The proposed rule included a provision (proposed § 465.3) that pertained to the unfair or deceptive reuse or repurposing of consumer reviews. Specifically, proposed § 465.3 “sought to address a business using or repurposing a consumer review written or created for one product so that it appears to have been written or created for a substantially different product” and was intended to “cover businesses that caused such use or repurposing.” In response to varied public comments expressing concerns about the applicability of the provision, the Commission explained that it is not able to resolve the expressed concerns and has opted not to finalize the provision at this time.
The Final Rule will go into effect on October 21. The violation of a trade regulation rule entitles the FTC to seek significant penalties (in the amount of up to $51,744 per violation), as well as consumer redress and other remedial measures.

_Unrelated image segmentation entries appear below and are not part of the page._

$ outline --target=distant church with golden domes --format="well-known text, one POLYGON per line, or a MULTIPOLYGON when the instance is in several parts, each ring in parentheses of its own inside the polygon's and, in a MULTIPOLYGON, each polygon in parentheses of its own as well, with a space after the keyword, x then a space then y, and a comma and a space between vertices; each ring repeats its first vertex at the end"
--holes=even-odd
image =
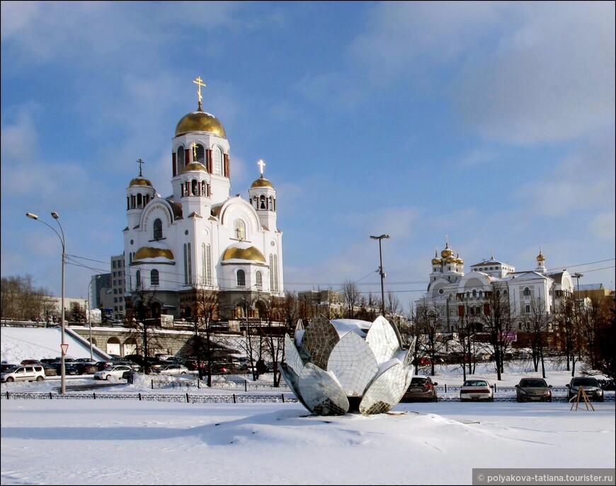
POLYGON ((143 176, 126 190, 124 249, 126 294, 147 293, 153 318, 190 319, 198 291, 219 296, 216 317, 253 316, 270 297, 283 295, 283 233, 276 190, 261 176, 248 199, 232 197, 230 146, 220 121, 202 109, 176 127, 170 157, 173 194, 161 197, 143 176))
POLYGON ((444 332, 457 331, 464 313, 472 317, 482 314, 486 295, 495 285, 508 296, 513 331, 528 330, 539 309, 553 315, 560 301, 574 292, 571 274, 566 269, 548 271, 540 248, 532 270, 516 271, 513 265, 499 262, 493 255, 489 260, 472 265, 471 271, 464 274, 464 260, 450 248, 446 236, 445 240, 440 256, 435 252, 430 283, 418 304, 435 315, 444 332))

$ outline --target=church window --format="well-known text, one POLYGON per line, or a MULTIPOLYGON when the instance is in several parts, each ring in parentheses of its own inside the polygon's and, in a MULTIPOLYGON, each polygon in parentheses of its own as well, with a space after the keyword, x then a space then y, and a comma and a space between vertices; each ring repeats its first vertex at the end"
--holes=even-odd
POLYGON ((205 285, 212 285, 212 255, 209 244, 201 244, 201 260, 203 262, 203 281, 205 285))
POLYGON ((222 175, 222 150, 220 147, 214 147, 212 153, 212 173, 218 175, 222 175))
POLYGON ((184 166, 186 163, 184 162, 184 146, 181 145, 178 147, 177 152, 177 159, 178 159, 178 173, 181 172, 184 170, 184 166))
POLYGON ((246 239, 246 224, 241 219, 235 220, 235 237, 240 241, 246 239))
POLYGON ((184 284, 193 284, 193 264, 190 243, 184 243, 184 284))
POLYGON ((270 290, 278 291, 278 257, 270 255, 270 290))
POLYGON ((193 158, 194 162, 198 162, 205 165, 205 149, 200 144, 193 146, 193 158))
POLYGON ((237 287, 246 287, 246 272, 244 270, 238 270, 236 277, 237 277, 237 287))
POLYGON ((150 272, 149 279, 152 287, 154 285, 160 285, 160 281, 159 280, 159 271, 154 269, 150 272))
POLYGON ((154 219, 153 227, 153 236, 155 240, 161 240, 163 238, 163 222, 159 219, 156 218, 154 219))

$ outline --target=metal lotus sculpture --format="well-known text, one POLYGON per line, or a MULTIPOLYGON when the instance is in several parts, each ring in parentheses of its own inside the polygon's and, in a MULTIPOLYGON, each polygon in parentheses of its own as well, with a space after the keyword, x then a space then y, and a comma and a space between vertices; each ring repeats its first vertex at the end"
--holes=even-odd
POLYGON ((382 316, 370 323, 318 316, 305 328, 300 320, 285 340, 280 372, 317 415, 386 413, 413 376, 413 347, 404 350, 398 328, 382 316))

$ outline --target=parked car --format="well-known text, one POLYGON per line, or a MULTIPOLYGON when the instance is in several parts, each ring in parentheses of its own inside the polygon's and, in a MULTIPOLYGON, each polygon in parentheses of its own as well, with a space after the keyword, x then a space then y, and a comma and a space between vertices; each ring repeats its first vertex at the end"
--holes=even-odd
POLYGON ((461 402, 484 400, 494 401, 492 387, 486 380, 473 378, 464 382, 460 389, 461 402))
POLYGON ((103 370, 96 371, 94 374, 94 379, 96 380, 108 380, 110 378, 122 378, 125 371, 130 371, 132 368, 127 366, 124 364, 117 364, 108 366, 103 370))
POLYGON ((23 359, 21 361, 21 364, 40 364, 40 361, 38 359, 23 359))
POLYGON ((158 373, 161 375, 186 375, 190 372, 183 364, 164 364, 158 369, 158 373))
POLYGON ((515 399, 518 402, 551 402, 552 385, 542 378, 523 378, 515 385, 515 399))
POLYGON ((19 365, 17 364, 17 363, 2 363, 0 364, 0 373, 4 373, 4 371, 6 371, 7 370, 18 366, 19 365))
POLYGON ((593 402, 603 401, 603 389, 593 376, 574 376, 565 386, 569 388, 567 398, 569 401, 578 395, 581 388, 584 389, 588 400, 593 402))
POLYGON ((401 402, 438 402, 436 393, 436 382, 433 382, 430 376, 416 376, 411 379, 411 384, 404 395, 401 402))
POLYGON ((57 376, 58 371, 51 363, 41 363, 41 366, 45 370, 45 376, 57 376))
POLYGON ((42 364, 34 366, 21 365, 11 368, 0 374, 0 381, 42 381, 45 379, 45 369, 42 364))
MULTIPOLYGON (((56 373, 58 375, 62 374, 62 364, 55 363, 56 373)), ((78 375, 79 372, 77 371, 77 367, 73 363, 67 363, 64 361, 64 375, 78 375)))
POLYGON ((77 369, 77 374, 79 375, 93 375, 98 371, 96 362, 79 361, 75 363, 75 368, 77 369))

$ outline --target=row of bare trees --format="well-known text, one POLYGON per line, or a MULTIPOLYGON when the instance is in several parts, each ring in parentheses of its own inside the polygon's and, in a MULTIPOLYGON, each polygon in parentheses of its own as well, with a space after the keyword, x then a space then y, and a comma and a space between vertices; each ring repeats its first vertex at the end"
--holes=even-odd
POLYGON ((451 338, 454 333, 443 332, 446 316, 436 302, 423 300, 411 308, 409 323, 401 331, 414 335, 416 359, 426 357, 431 364, 431 374, 438 357, 453 357, 466 374, 474 373, 478 354, 489 354, 494 361, 497 379, 504 372, 506 358, 513 347, 513 332, 523 335, 527 343, 535 371, 540 369, 544 378, 545 359, 554 352, 562 356, 566 369, 576 374, 576 365, 583 361, 589 369, 606 376, 615 376, 613 345, 615 344, 614 299, 578 299, 566 294, 554 313, 548 311, 549 303, 536 299, 531 301, 530 312, 516 315, 510 304, 506 284, 495 284, 485 292, 481 306, 469 306, 465 300, 458 301, 456 339, 454 349, 451 338), (522 330, 515 323, 524 322, 522 330))

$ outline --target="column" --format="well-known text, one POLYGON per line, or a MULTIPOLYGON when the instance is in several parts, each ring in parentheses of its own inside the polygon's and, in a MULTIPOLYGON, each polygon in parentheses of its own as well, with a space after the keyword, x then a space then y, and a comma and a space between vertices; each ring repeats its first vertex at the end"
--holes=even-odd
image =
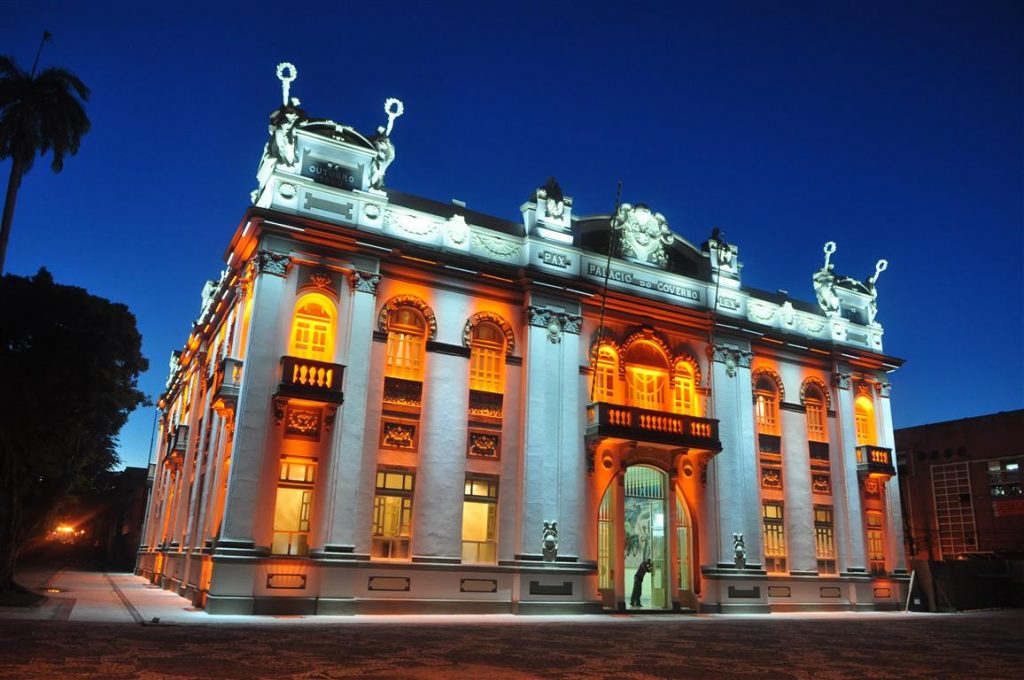
POLYGON ((271 395, 281 362, 279 317, 289 264, 288 256, 267 251, 260 251, 252 260, 255 282, 248 351, 242 370, 224 517, 216 546, 216 552, 221 554, 255 548, 253 525, 264 467, 263 449, 272 416, 271 395))
POLYGON ((857 431, 854 423, 853 385, 849 373, 837 370, 836 428, 831 463, 833 493, 836 498, 836 545, 840 573, 867 571, 864 546, 864 513, 860 503, 860 480, 857 477, 857 431))
POLYGON ((899 498, 899 469, 896 466, 896 437, 893 434, 892 403, 889 383, 876 385, 879 407, 879 445, 890 450, 896 475, 885 483, 886 490, 886 553, 894 572, 906 572, 906 552, 903 550, 903 506, 899 498))
POLYGON ((536 296, 526 309, 525 426, 517 558, 539 559, 545 521, 558 522, 558 559, 579 557, 587 472, 580 433, 580 315, 536 296))
MULTIPOLYGON (((709 536, 707 543, 701 543, 710 552, 701 556, 701 561, 720 568, 735 566, 732 535, 742 534, 748 567, 761 568, 764 549, 751 386, 753 352, 732 345, 715 345, 712 350, 712 396, 722 453, 708 465, 706 502, 711 506, 708 510, 717 511, 718 525, 702 527, 709 536)), ((715 512, 706 514, 716 516, 715 512)))
MULTIPOLYGON (((327 494, 324 504, 323 546, 317 556, 338 557, 351 554, 358 539, 369 541, 369 524, 356 517, 371 510, 372 497, 365 491, 367 465, 374 466, 376 459, 364 460, 364 439, 367 430, 367 395, 370 386, 373 358, 373 330, 377 304, 379 273, 353 270, 349 277, 348 313, 345 323, 339 321, 338 347, 346 347, 345 402, 338 408, 332 431, 331 454, 327 469, 323 470, 327 494), (340 342, 344 340, 344 342, 340 342), (364 532, 367 536, 356 536, 364 532)), ((341 356, 339 354, 339 356, 341 356)), ((372 476, 372 475, 371 475, 372 476)), ((371 481, 371 488, 373 482, 371 481)), ((319 542, 318 542, 319 543, 319 542)))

Companies that use consumer reviews and testimonials in advertising should take a close look at current marketing practices and contracts to identify and address actual (and potential) areas of noncompliance, conduct in-house trainings for appropriate personnel, and refresh best practices to enable prompt compliance with the Final Rule.
If you have any questions or would like more information on the issues discussed in this LawFlash, please contact any of the following:
[1] Trade Regulation Rule on the Use of Consumer Reviews and Testimonials, Federal Register (Aug. 22, 2024).
[2] Of note, the Commission’s section-by-section analysis of the Final Rule explains that the Endorsement Guides “address a broader range of conduct than the rule.” The Endorsement Guides set forth general principles relating to the use of endorsements and testimonials in advertising and reflect the FTC’s administrative interpretation of how Section 5 of the FTC Act, 15 U.S.C. § 45—which prohibits “unfair or deceptive acts or practices in or affecting commerce”—applies to the same.